A team of researchers from the Unmanned Aircraft Systems Research program at RMIT have observed the flight patterns of birds to build the world’s first soaring drone that remains airborne using the updrafts found around buildings. The researchers discovered this concept while working to improve the unmanned aerial vehicle (UAV) designs. They exploited updrafts to keep a drone airborne for five times longer than a drone driven with a propeller.

The UAS team has built a more efficient drone by exploiting updrafts, just like birds.

Simon Watkins, Professor of Engineering, stated that using updrafts was an energy efficient method to produce flight.

Birds use updrafts to try to gain altitude or to try and extend their flight range, and they do this as an energy saving method. Using atmospheric winds allows a drone to sustain longer periods of flight and could also enable on-board batteries to be recharged by harnessing wind energy through the propellers. If the wind stayed at the same strength, in the same direction, the drone we’ve developed could feasibly stay up forever.

Simon Watkins, Professor of Engineering, RMIT

Updrafts are warm air currents that rise into the cooler air above.
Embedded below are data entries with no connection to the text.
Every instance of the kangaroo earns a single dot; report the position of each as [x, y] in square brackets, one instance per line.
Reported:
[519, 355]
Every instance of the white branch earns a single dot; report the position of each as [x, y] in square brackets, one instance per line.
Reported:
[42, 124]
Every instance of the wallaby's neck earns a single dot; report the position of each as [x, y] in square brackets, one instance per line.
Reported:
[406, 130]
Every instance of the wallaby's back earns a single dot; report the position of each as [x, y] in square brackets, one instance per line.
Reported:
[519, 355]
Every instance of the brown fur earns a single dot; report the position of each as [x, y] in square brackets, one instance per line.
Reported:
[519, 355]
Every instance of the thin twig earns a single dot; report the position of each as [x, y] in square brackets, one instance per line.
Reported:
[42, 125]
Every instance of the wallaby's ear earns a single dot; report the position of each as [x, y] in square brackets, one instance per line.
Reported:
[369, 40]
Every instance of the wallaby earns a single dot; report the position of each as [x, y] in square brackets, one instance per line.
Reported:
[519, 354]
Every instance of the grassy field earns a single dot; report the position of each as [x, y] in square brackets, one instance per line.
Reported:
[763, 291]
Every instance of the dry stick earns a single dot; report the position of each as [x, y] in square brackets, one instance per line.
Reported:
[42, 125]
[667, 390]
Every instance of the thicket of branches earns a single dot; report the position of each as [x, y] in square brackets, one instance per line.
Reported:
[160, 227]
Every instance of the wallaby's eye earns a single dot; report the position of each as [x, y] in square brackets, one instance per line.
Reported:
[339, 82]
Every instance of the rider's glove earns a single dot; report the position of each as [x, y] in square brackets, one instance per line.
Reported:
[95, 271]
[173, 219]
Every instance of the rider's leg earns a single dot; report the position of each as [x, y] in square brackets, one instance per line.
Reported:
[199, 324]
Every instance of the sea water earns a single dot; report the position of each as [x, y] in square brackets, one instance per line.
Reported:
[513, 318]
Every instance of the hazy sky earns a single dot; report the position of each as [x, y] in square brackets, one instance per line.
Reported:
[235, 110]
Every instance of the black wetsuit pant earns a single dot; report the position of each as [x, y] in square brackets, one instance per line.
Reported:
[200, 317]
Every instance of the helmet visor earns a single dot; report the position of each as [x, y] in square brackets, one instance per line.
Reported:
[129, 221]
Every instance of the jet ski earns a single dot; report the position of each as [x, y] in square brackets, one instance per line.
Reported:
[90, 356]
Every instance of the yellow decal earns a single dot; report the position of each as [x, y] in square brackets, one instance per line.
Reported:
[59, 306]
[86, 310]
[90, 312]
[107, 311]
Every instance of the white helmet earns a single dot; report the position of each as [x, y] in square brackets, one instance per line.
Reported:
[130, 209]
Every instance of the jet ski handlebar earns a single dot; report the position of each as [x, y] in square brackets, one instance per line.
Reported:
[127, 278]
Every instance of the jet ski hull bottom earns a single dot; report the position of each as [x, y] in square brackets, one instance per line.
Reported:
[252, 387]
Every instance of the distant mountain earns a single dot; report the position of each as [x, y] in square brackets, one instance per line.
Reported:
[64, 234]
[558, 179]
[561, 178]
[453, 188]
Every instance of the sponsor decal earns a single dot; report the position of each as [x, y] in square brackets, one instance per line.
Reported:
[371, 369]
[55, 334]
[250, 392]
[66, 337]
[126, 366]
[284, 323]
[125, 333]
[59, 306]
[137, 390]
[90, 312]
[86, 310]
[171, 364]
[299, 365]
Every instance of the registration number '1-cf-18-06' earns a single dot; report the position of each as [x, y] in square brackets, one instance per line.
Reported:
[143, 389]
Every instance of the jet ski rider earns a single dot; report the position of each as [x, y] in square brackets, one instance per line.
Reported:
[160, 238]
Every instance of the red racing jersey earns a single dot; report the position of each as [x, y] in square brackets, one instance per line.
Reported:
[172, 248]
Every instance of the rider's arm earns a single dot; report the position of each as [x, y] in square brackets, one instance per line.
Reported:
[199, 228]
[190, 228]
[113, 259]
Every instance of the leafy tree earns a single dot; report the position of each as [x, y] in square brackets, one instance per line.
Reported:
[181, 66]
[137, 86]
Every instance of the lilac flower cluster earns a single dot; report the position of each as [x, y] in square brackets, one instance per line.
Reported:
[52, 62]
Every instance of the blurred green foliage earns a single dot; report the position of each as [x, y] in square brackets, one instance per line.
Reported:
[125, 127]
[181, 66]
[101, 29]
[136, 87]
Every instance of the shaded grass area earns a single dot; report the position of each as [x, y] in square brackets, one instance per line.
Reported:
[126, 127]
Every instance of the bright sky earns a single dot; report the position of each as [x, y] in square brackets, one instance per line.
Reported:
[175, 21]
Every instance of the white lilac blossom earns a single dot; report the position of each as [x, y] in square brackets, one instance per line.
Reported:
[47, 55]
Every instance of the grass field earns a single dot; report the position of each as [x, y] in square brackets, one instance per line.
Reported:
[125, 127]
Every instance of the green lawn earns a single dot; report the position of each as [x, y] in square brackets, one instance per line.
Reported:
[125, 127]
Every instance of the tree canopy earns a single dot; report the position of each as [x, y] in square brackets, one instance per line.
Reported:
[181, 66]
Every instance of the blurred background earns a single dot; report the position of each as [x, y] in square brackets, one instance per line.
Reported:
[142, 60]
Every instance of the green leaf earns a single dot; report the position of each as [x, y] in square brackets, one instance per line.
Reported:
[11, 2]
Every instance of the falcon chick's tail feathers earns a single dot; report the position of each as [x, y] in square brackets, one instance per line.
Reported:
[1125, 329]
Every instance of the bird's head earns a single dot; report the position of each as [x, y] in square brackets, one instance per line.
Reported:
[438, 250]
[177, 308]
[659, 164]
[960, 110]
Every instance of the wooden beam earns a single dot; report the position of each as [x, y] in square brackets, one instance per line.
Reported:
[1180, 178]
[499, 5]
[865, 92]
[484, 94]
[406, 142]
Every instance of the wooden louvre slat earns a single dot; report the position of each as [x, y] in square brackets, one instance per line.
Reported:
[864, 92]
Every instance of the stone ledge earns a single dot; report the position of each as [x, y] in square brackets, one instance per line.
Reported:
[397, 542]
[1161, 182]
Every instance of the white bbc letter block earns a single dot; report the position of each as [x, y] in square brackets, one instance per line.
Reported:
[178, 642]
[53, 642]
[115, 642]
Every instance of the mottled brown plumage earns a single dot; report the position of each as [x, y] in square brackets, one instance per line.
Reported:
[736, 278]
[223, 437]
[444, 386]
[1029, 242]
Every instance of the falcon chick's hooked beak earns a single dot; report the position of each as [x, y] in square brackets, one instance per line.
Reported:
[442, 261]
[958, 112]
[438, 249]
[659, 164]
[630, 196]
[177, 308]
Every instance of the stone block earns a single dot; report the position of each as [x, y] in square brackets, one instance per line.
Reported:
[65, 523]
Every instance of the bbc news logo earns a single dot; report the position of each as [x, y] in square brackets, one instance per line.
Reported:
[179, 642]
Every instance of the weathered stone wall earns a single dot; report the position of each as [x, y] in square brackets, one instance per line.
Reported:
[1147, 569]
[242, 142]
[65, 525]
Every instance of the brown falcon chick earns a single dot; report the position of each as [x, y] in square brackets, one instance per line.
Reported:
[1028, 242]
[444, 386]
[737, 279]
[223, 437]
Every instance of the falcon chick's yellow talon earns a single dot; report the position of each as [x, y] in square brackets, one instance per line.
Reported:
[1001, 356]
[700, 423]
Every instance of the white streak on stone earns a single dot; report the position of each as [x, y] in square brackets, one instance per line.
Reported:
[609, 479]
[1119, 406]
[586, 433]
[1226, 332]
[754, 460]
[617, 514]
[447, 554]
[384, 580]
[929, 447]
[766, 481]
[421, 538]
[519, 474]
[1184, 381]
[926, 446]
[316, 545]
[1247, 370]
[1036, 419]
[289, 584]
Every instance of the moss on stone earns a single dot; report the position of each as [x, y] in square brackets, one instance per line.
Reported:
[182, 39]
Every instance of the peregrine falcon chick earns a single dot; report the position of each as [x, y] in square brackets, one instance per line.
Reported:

Natural or man-made structures such as mountains, hills, or buildings push air upwards to form these updrafts.  However, Dr. Abdulghani Mohamed from the team feels that it is difficult to predict the location of updrafts in a city setting.

To address this challenge, we’ve conducted complex simulations to understand the air flow environment and identify soaring hotspots around buildings. The next stage in the research is to replicate the physical features of birds, to enhance the flight performance of UAV’s. We intend to adapt our feather-inspired turbulence system to sense and track updrafts, and apply the knowledge we have gained from our air flow simulations to further develop this technology.

Dr. Abdulghani Mohamed, RMIT

This research was performed in partnership with the Defense Science and Technology Organization. The research can be applied to several technological applications; from border patrol, disaster control, infrastructure inspection, and wildlife and coastline monitoring.

Mohamed explained that the new drone can now be used easily across remote areas in Australia, due to its improved efficiency.

Our long endurance micro-sized drones can be taught to detect intruding sharks or dangerous species on beaches, or monitor wildlife on coastal sites where winds are abundant.

Dr. Abdulghani Mohamed, RMIT

The RMIT research findings were published in the International Journal of Micro Air Vehicles, the Journal of Bioinspiration and Biomimetics and the International Journal of Wind Engineering and Industrial Aerodynamics. It was also presented at the 16th Australian International Aerospace Congress.